Miami Dolphins’ Dion Jordan still a work in progress
08/13/2013 12:01 AM
09/08/2014 6:49 PM
A starting battle at defensive end between Olivier Vernon and first-round pick Dion Jordan likely will develop at some point.
But it hasn’t yet, and defensive coordinator Kevin Coyle said Monday that Jordan has not logged enough practice snaps to realistically compete for a starting job “at this point.”
What’s more, Jordan is now sidelined because of an issue relating to the shoulder that was surgically repaired in February, according to a league source. The situation is not considered serious, but Jordan has been held out of practice the past two days.
“He hasn’t gotten the reps that would be necessary to start at this point,” Coyle said. “But we still have three weeks of training camp. So it’s a little premature to determine exactly what his status would be as we begin the season.”
Jordan played just seven snaps Friday against Jacksonville, a week after he played only on third downs against Dallas. Asked when he might receive work on first and second downs, Coyle said:
“We’re obviously taking some precaution with Dion, not wanting to overload him at this point. We’ve got a plan in place that we think will get him ready to participate at the level we feel best at to complete the season.
“We would like to see as much of him as we can, but we will be careful as we proceed. He’s working his tail off. The other night, he had one of the most explosive hits in the game. When they came out in the Wildcat, he was in the backfield making a great, athletic play.”
Wait on Wallace
Three days after Ryan Tannehill did not even throw a pass to Mike Wallace in their first preseason game together, both offered cautionary words to those eager to see them connect on deep balls.
“It’s not going to be five touchdowns a game,” Tannehill said, noting the two connected on a deep touchdown throw in 7-on-7 drills Monday. “That’s what everyone kind of seems to be hinting at. He’s going to get open short, deep and crossers. It’s going to happen. There’s no need to panic, no need to push to try to force him the ball. We’re coming along nicely.”
Said Wallace: “I want to make [deep catches] just as much as anybody. It’s not just about deep balls. You have to work on other things. Shorter routes. It’s not as easy as people think.”
After studying tape of the Jacksonville game, Tannehill second-guessed only one decision not to throw to Wallace.

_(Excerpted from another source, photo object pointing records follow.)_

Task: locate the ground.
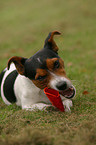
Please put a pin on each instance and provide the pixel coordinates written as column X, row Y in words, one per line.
column 24, row 26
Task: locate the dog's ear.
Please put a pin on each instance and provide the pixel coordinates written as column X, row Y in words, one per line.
column 19, row 63
column 50, row 43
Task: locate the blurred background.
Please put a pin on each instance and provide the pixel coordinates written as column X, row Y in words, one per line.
column 24, row 26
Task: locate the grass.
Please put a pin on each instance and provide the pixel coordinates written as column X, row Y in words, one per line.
column 24, row 26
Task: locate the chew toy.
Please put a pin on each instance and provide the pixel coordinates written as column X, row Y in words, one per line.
column 54, row 98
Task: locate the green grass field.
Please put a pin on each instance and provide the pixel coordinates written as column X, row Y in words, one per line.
column 24, row 26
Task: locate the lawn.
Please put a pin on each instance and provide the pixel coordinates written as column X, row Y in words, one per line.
column 24, row 26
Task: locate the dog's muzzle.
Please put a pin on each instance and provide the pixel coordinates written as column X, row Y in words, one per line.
column 69, row 92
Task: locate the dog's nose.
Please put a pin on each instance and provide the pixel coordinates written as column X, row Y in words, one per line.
column 61, row 85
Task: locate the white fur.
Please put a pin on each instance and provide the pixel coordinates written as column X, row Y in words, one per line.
column 29, row 96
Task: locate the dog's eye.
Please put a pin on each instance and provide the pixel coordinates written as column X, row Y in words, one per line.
column 41, row 78
column 56, row 64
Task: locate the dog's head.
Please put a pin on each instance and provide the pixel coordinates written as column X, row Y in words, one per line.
column 46, row 68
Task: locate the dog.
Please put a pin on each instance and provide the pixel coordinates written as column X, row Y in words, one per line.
column 24, row 79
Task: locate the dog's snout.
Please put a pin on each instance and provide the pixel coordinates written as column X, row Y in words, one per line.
column 61, row 85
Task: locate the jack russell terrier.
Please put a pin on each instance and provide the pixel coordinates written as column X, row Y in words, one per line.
column 23, row 81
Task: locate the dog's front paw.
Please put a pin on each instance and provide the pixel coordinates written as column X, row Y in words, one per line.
column 67, row 105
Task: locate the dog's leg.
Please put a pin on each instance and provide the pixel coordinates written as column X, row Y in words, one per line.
column 67, row 104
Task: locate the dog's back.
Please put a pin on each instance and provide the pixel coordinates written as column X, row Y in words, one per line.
column 7, row 80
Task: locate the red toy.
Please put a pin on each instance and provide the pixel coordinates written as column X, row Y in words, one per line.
column 54, row 98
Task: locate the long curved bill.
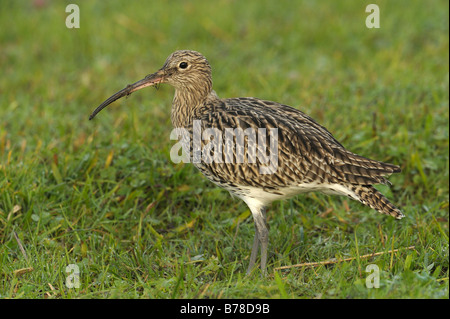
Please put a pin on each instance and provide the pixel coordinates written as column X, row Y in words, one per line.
column 149, row 80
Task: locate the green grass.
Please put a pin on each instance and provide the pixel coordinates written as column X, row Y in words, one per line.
column 105, row 196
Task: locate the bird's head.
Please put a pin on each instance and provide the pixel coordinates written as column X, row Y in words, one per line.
column 188, row 71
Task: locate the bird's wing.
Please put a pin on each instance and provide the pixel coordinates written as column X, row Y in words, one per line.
column 306, row 153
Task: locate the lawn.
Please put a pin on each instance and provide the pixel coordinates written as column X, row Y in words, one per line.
column 102, row 199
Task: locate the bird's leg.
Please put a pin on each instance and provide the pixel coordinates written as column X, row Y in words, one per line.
column 261, row 236
column 255, row 249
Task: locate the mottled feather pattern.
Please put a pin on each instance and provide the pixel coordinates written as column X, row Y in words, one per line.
column 309, row 158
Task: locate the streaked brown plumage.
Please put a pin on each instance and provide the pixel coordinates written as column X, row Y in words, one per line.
column 309, row 158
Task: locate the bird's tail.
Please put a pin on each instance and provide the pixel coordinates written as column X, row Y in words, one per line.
column 371, row 197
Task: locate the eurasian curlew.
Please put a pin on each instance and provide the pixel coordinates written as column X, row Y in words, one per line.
column 303, row 155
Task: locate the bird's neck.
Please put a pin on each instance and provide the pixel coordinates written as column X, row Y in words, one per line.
column 187, row 104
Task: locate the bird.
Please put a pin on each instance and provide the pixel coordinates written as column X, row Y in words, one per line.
column 305, row 155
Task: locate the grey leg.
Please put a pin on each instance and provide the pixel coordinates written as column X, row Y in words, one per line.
column 255, row 249
column 261, row 235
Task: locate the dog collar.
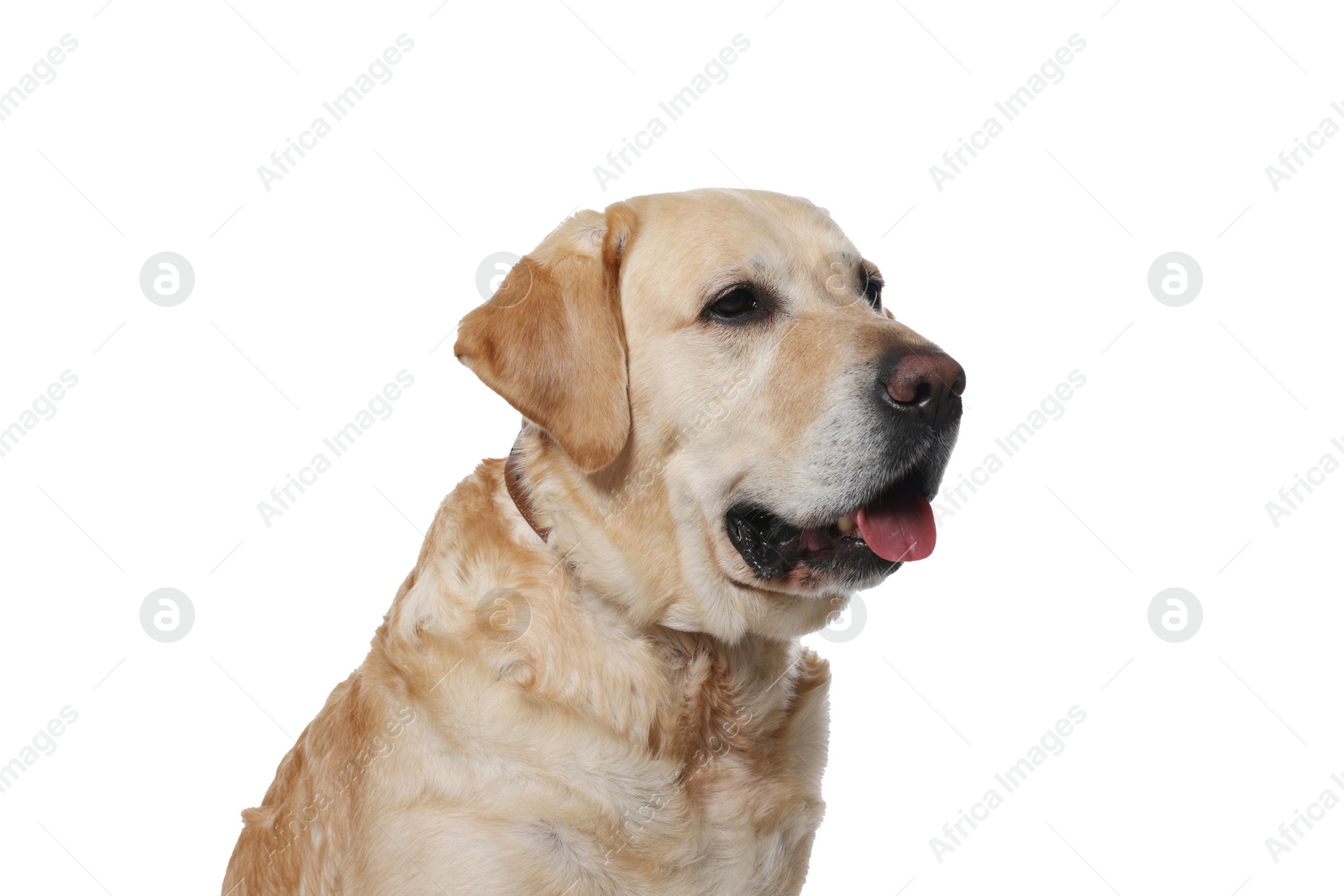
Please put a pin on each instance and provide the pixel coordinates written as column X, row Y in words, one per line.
column 514, row 484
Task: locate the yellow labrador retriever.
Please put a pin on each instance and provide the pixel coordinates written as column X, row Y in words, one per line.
column 591, row 681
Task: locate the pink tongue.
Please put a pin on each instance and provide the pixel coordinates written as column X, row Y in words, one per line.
column 898, row 528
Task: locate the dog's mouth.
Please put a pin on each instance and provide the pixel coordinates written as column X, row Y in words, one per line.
column 893, row 527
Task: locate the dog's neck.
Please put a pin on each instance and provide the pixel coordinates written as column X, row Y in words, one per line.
column 517, row 490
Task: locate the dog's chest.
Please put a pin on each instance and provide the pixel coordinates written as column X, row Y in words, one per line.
column 729, row 797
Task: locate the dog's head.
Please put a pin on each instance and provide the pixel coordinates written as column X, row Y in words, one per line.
column 727, row 429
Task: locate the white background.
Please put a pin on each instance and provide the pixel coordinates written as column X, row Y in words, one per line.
column 358, row 264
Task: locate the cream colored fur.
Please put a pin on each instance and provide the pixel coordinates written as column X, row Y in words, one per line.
column 620, row 708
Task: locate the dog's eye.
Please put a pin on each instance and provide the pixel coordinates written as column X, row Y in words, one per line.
column 873, row 291
column 737, row 304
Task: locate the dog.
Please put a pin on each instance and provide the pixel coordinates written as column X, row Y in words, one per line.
column 591, row 681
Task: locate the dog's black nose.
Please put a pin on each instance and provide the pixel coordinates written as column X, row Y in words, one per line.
column 927, row 387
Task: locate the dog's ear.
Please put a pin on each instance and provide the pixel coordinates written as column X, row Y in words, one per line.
column 551, row 343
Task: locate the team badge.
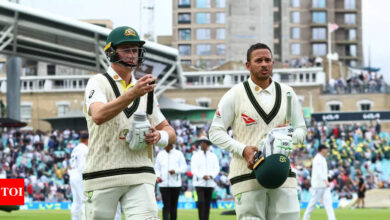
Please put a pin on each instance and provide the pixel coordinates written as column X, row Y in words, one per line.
column 123, row 134
column 217, row 113
column 248, row 120
column 238, row 198
column 129, row 32
column 91, row 93
column 90, row 194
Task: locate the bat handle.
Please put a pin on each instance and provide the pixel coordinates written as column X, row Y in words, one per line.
column 149, row 104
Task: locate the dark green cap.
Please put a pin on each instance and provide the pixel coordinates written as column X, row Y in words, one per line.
column 121, row 35
column 273, row 171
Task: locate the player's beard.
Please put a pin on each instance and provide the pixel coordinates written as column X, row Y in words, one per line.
column 261, row 77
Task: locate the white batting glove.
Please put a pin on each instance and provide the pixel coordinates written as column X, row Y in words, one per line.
column 136, row 138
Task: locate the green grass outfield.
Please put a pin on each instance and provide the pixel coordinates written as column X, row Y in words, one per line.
column 341, row 214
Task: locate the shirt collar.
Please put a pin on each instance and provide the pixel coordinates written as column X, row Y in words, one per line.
column 111, row 72
column 270, row 89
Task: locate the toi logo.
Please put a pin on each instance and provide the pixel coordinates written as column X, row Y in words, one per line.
column 11, row 191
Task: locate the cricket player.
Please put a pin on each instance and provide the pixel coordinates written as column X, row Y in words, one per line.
column 170, row 164
column 77, row 165
column 319, row 185
column 253, row 109
column 119, row 161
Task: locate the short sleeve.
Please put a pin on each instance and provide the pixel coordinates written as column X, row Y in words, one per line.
column 94, row 92
column 157, row 116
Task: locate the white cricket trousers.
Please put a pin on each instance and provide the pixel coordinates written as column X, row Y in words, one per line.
column 138, row 202
column 76, row 185
column 268, row 204
column 317, row 195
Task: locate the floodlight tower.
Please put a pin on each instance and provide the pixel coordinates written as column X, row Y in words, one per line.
column 147, row 19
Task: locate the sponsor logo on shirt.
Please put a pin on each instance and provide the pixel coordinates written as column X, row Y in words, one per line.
column 248, row 120
column 91, row 94
column 123, row 134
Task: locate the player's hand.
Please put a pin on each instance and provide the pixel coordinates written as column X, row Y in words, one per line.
column 249, row 152
column 143, row 85
column 153, row 137
column 282, row 125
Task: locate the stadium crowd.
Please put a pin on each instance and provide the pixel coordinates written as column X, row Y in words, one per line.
column 364, row 82
column 42, row 159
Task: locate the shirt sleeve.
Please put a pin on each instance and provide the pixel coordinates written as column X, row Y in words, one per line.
column 157, row 116
column 223, row 119
column 94, row 93
column 297, row 121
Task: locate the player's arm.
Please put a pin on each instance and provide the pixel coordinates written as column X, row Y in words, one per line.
column 223, row 119
column 162, row 134
column 105, row 111
column 195, row 167
column 162, row 131
column 297, row 121
column 215, row 169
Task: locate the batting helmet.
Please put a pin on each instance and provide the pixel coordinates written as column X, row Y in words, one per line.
column 273, row 171
column 122, row 35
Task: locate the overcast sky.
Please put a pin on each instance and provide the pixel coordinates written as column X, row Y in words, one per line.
column 376, row 20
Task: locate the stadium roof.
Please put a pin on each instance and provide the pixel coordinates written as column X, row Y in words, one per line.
column 40, row 35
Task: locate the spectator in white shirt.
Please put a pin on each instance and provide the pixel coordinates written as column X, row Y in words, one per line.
column 204, row 167
column 320, row 185
column 77, row 165
column 169, row 166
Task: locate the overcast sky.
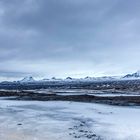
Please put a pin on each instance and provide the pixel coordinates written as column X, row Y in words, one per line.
column 76, row 38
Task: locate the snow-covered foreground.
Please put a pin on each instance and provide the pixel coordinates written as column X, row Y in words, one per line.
column 35, row 120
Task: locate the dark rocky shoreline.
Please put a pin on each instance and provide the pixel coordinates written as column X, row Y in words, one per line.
column 112, row 100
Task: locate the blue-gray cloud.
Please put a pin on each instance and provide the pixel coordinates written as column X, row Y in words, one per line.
column 69, row 38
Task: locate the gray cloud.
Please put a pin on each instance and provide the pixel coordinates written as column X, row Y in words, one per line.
column 69, row 38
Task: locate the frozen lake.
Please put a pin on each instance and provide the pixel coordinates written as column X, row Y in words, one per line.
column 36, row 120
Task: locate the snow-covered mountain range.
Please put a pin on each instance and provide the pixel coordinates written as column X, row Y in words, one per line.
column 30, row 79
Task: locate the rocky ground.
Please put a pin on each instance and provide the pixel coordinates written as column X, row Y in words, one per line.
column 130, row 99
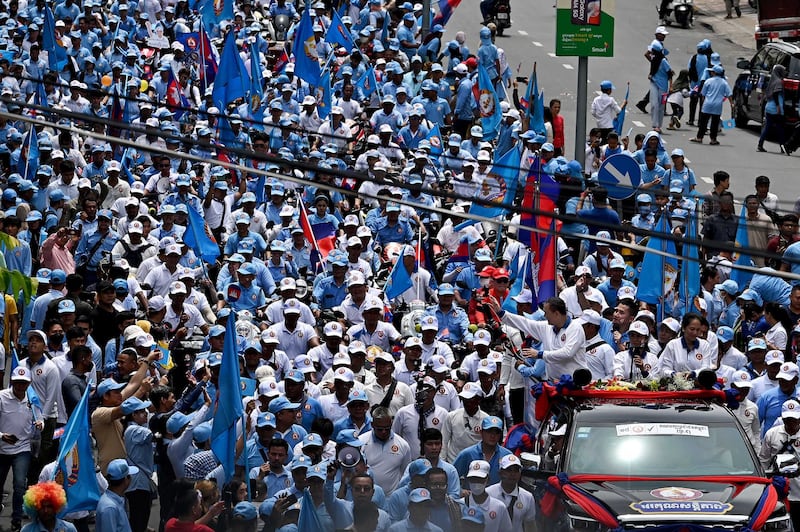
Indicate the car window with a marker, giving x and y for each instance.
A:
(659, 449)
(760, 60)
(794, 66)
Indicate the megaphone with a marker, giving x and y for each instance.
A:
(349, 457)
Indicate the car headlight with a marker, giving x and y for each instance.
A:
(778, 524)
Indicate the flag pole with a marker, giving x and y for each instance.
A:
(202, 72)
(419, 252)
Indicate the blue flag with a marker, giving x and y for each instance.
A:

He completed a pass to Brandon Gibson on that play but said he could have connected with Wallace “if I had stayed in the pocket a little bit, kept my eyes downfield.”• Tannehill has been flushed from the pocket several times and said that has an impact on his ability to spot receivers downfield.
“It’s huge,” he said. “Anything downfield is going to take a little bit of time to develop. If you’re having to move around quickly … you’re not going to be keep your eyes downfield and get the ball downfield. That’s one thing we were working on this week.”
Lineups, injuries• Nate Garner was the first-team right guard, with Josh Samuda spending his second day in a row exclusively at center after starting at right guard in the first two exhibition games.
Lance Louis, who had knee surgery last November, worked with the second team at right guard and said he is “working toward” making his preseason debut Saturday at Houston but stopped short of saying it’s definite.• Defensive tackle Randy Starks, who hasn’t practiced in 10 days because of a knee injury, did rehabilitation work inside the practice bubble and was seen limping. Tight end Kyle Miller (ankle) also remains sidelined.
• Evan Rodriguez replaced Jorvorskie Lane as the first-team fullback.
• Richard Marshall and Dimitri Patterson continue to alternate first-team snaps at the starting cornerback spot opposite Brent Grimes, with Nolan Carroll and Will Davis working on the second team.
Cornerback Jamar Taylor, a second-round pick who has been slowed by soreness from his sports hernia surgery, will be given an increased workload and hopes to play Saturday at Houston.
“The good news is he’s been in the classroom, has a sense of the scheme,” Philbin said. “But [practice] is a better teacher than the classroom. You try to get him as many reps as you possibly can.”